Managing international cartel investigations—strategy and risk management

Managing international cartel investigations—strategy and risk management

Competition PSL, produced in partnership with Suzanne Rab, Barrister

Globally, antitrust authorities are maintaining their focus on international cartels, intensifying their investigatory powers and coordinating their investigations worldwide. Corporate fines, criminalisation and follow-on litigation are increasingly common. With over 100 countries now having laws specifically targeted at price fixing, market sharing and other cartel-like practices, managing multi-jurisdictional investigations requires careful risk management and planning.

Corporate internal and external counsel will have to consider and address the multi-faceted and inter-related risks to a company and its executives and employees, which frequently go beyond the immediate competition law issues in one jurisdiction.

It is important to examine up front the risk management issues for the effective handling of an international cartel investigation.

The 7 step process to an effective international compliance programme

It is the case that more rigorous  enforcement practice and the increasing spread of leniency programmes are rendering detection of anti-competitive agreements more likely.

Some businesses may intentionally take the risk of infringing competition whereas others may do so unintentionally through negligence or insufficient awareness of the risk. The European Commission takes the position that neither ignorance nor negligence will be a satisfactory excuse.

The best way to avoid infringement is to adopt an effective compliance programme.

According to international best practice and taking into account guidance from different national competition authorities worldwide, the following are typically recognised as the basic elements for an effective competition compliance programme:

(1) support of senior management;

(2) development of a competition law compliance policy that is aligned to the company’s risk profile and market position;

(3) implementation of the programme through continuing education of employees;

(4) establishing clear procedures for maintaining compliance and detecting and sanctioning breaches;

(5) competition audits to identify the degree of risk exposure;

(6) coordination and integration of competition compliance with other areas of compliance and across all areas where the company does business;

(7) creating systems to continuously monitor compliance.

Amongst the specific factors to take into account when preparing international compliance programmes are the following:

  • Scope: the programme itself can vary in scope. At a basic level, this can be a paper-based manual. However, a paper-based programme has significant limitations not least because competition law issues are generally recognised as being difficult to communicate to non-specialists, and because the law is continually evolving. This has prompted a move to investment in more sophisticated training using different media. Examples include electronic and video-based training, mock investigation simulation and interactive e-quizzes.
  • Global v national approaches: many of the core principles of competition law are common to the majority of jurisdictions. This is particularly the case in the area of cartels. A question often arises as to whether a company should adopt a ‘one size fits all’ approach to cover the company’s entire global operations or whether more tailored approaches should be adopted depending on the country concerned.
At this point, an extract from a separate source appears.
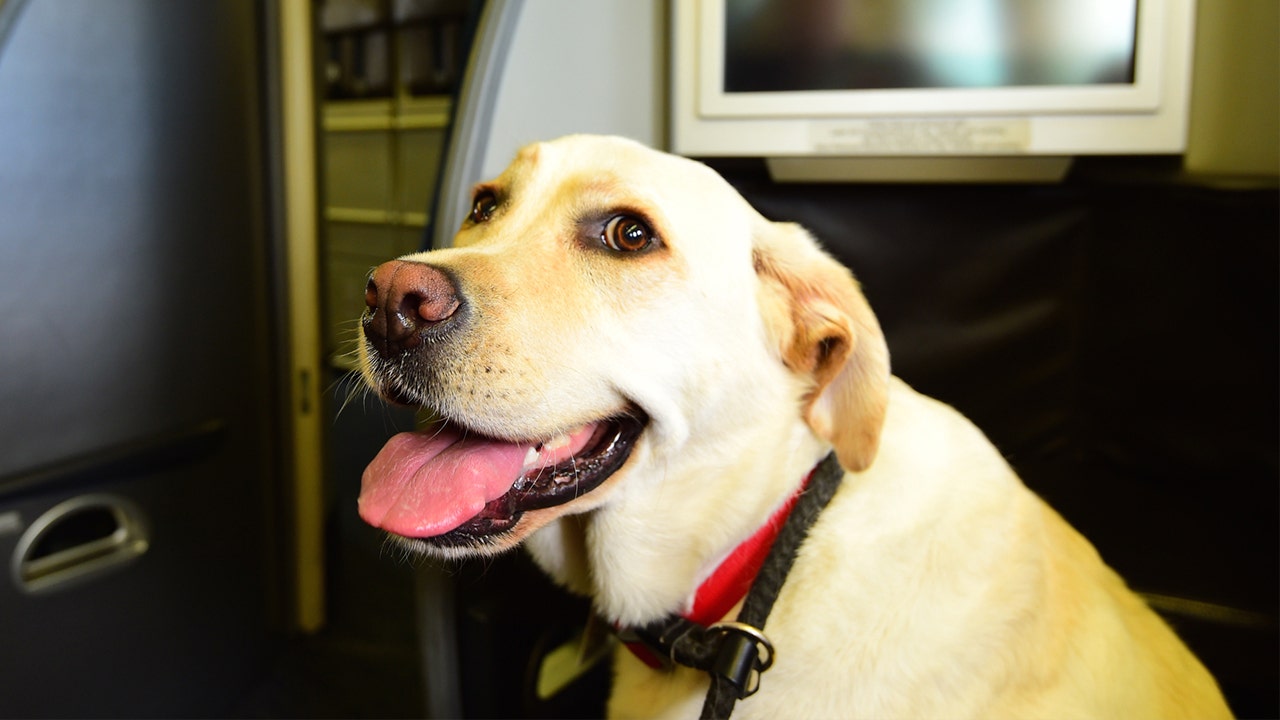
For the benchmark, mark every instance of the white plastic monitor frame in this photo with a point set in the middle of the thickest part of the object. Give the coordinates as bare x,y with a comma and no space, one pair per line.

There can be benefits in a uniform approach in that where the principles are universal this can assist with ease of roll-out. However, there is a danger that the programme can converge to the 'lowest common denominator' and impose tighter controls on the business in certain markets where the rules are more flexible. Every case must be treated on its facts and specific guidance should be sought on the situation of individual companies. In many instances it is possible to adopt an '80/ 20' approach where most of the rules can be applicable to the majority of the company’s business. The general approach can then be supplemented with tailored country-specific or even business line-specific guidance or examples.
  • Practical guidance: competition law can be confusing even for those with a legal background who may not necessarily have specialist competition law expertise. A further challenge for compliance concerns sales employees in markets that have recently adopted competition laws and who are just beginning to grapple with an unfamiliar concept. A list of 'do’s' and 'don’ts' and 'when to ask for expert advice' may prove to be more effective than a translation of the legal rules. Another technique is to use face-to-face communication. Simply explaining the rules allows people to create their own personal interpretations. If the rule is not to share markets then an (inaccurate) interpretation can be 'we did not share markets—we just talked about our target customers'. Role-playing in compliance training can help employees understand how to respond in real life situations and to appreciate the subtleties of practical application of the legal rules.
  • Endorsement by senior management: at the very least, there should be a way for employees anonymously to ask questions about the competition compliance programme or report suspicions. The company policy should firmly state that there will be no retribution against whistle-blowers and senior management should endorse the policy in what they say and do.
  • Culture: creating a 'culture of compliance' can be challenging especially where business practices which previously escaped legal sanctions suddenly become competition law infringements. Such practices (for example bid rigging) may be endemic across an industry and it can be difficult for old habits to die.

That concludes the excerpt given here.